In our day and in our land both force and cajolery conspire to keep the peasant farmer securely in his traces. He cannot break through the cordon which the trusts and the railroads put about him; and even if he could he would not, since the influences showered upon him are specifically directed to the end of keeping him passive and contented. Our statisticians assure him of his prosperity; our politicians and our moulders of opinion warn him of the pernicious influence of unions like the Farmers’ Alliance, and further preach to him the comforting doctrine that by “raising more corn and less politics” he will ultimately work out a blissful salvation. Sometimes he must burn his corn for fuel; often he cannot sell his grain for the cost of production, even though many thousands of persons in the great cities may be hungering for it; frequently he cannot afford to send his children to school, and in a steadily increasing number of cases he is forced to abandon his farm and become a tenant or a wanderer.

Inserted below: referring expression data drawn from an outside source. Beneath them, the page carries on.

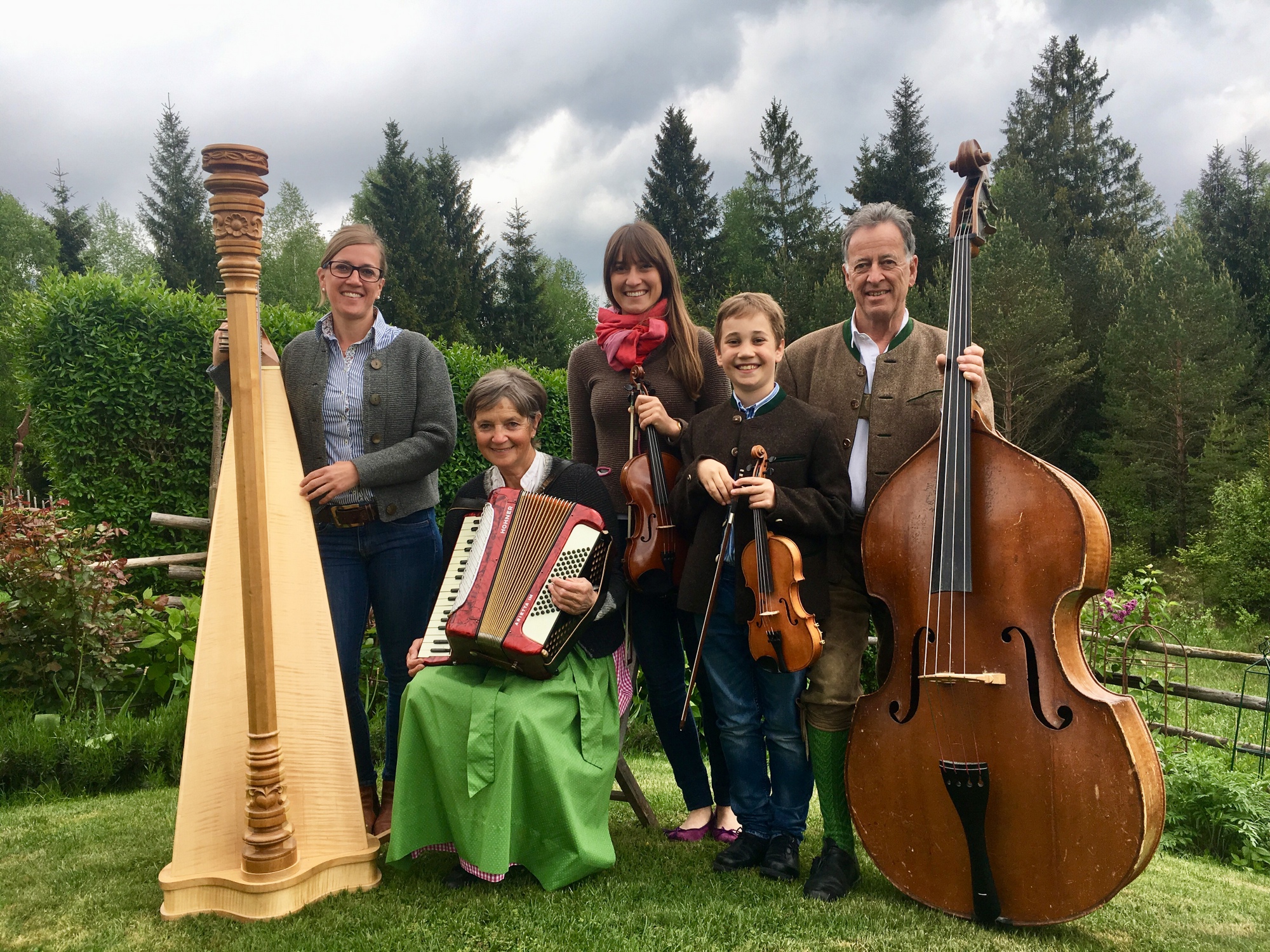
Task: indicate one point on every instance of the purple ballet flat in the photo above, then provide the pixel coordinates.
(695, 836)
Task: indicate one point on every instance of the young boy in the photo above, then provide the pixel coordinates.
(807, 496)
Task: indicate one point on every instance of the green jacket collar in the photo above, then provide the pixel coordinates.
(895, 342)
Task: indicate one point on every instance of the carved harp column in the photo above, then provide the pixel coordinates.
(238, 218)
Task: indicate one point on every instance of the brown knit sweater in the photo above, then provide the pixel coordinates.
(599, 404)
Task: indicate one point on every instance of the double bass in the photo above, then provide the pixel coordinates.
(783, 634)
(655, 550)
(991, 776)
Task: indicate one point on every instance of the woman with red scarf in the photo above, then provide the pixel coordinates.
(648, 324)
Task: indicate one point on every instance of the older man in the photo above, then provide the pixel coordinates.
(882, 376)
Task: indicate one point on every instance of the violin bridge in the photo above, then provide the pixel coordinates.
(961, 678)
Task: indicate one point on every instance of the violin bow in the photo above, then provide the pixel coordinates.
(705, 626)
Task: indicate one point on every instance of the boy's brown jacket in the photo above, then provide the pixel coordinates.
(813, 493)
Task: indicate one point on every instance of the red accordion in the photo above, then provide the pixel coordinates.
(506, 616)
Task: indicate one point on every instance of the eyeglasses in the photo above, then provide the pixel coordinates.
(344, 270)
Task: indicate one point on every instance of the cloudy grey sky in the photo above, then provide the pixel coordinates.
(556, 103)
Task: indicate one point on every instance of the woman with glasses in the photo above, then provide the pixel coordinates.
(375, 420)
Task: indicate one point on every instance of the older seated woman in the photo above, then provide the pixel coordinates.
(493, 766)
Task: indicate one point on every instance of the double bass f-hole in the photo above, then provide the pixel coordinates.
(1064, 711)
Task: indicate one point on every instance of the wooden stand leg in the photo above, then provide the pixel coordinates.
(631, 793)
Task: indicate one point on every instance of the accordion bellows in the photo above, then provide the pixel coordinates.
(506, 616)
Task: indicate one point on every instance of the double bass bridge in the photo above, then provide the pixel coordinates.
(965, 678)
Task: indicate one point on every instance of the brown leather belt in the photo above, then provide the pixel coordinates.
(349, 517)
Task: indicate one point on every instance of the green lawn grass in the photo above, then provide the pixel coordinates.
(81, 874)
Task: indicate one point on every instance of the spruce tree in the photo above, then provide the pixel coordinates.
(801, 234)
(177, 215)
(291, 252)
(117, 246)
(1092, 177)
(904, 169)
(679, 204)
(465, 275)
(1179, 356)
(396, 201)
(523, 329)
(1231, 213)
(72, 225)
(787, 187)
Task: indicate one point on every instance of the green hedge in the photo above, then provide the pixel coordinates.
(116, 375)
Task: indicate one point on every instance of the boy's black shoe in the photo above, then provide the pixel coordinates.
(834, 874)
(749, 850)
(782, 860)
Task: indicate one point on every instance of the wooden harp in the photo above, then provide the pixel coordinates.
(266, 684)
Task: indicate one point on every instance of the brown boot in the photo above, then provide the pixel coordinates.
(370, 805)
(384, 823)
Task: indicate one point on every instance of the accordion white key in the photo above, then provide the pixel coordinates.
(505, 614)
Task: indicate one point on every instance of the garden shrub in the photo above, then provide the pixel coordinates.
(1216, 812)
(467, 366)
(1233, 558)
(121, 400)
(92, 755)
(116, 369)
(63, 619)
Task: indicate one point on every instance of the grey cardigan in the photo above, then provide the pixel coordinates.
(408, 417)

He is puzzled, no doubt, by these things; but they are all carefully and neatly explained to him from the writings and preachments of profound scholars, as “natural” and “inevitable” phenomena. His ethical sense may be somewhat disturbed by the explanations, but he learns that it is useless to protest, and he thereupon acquiesces.
A sort of symposium on the joys of the farmer is to be found in the September number of the American Review of Reviews. Mr. Clarence H. Matson writes of improved conditions due to rural free delivery of mails and a few other reforms; Mr. William R. Draper dilates upon the enormous revenues which have flowed to the farmers during the current year, and Professor Henry C. Adams contributes a symphony on the diffusion of agricultural prosperity. A fourth article, by Mr. Cy Warman, furnishes a rather discordant note to the general harmony, since it shows a large and increasing immigration of our prosperous farmers into Canada. Some 20,000 crossed the border last year, according to Mr. Warman, while during the first four months of 1902, 11,480 followed, and indications pointed to a total of 40,000 emigrants for the present year. The official figures of the Canadian Government, since published, partly confirm these estimates. The number of immigrants from the United States for the year ended June 30, 1902, was 22,000. The number for the current year will probably be larger, for according to a Montreal press despatch of September 17th: “The immigration from the American to the Canadian Northwest has assumed much greater proportions this year than ever before, and land sales to Americans are daily reported. The latest large sale is by the Saskatchewan Valley Land Company, which has sold 100,000 acres in Saskatchewan to an American syndicate for $500,000.”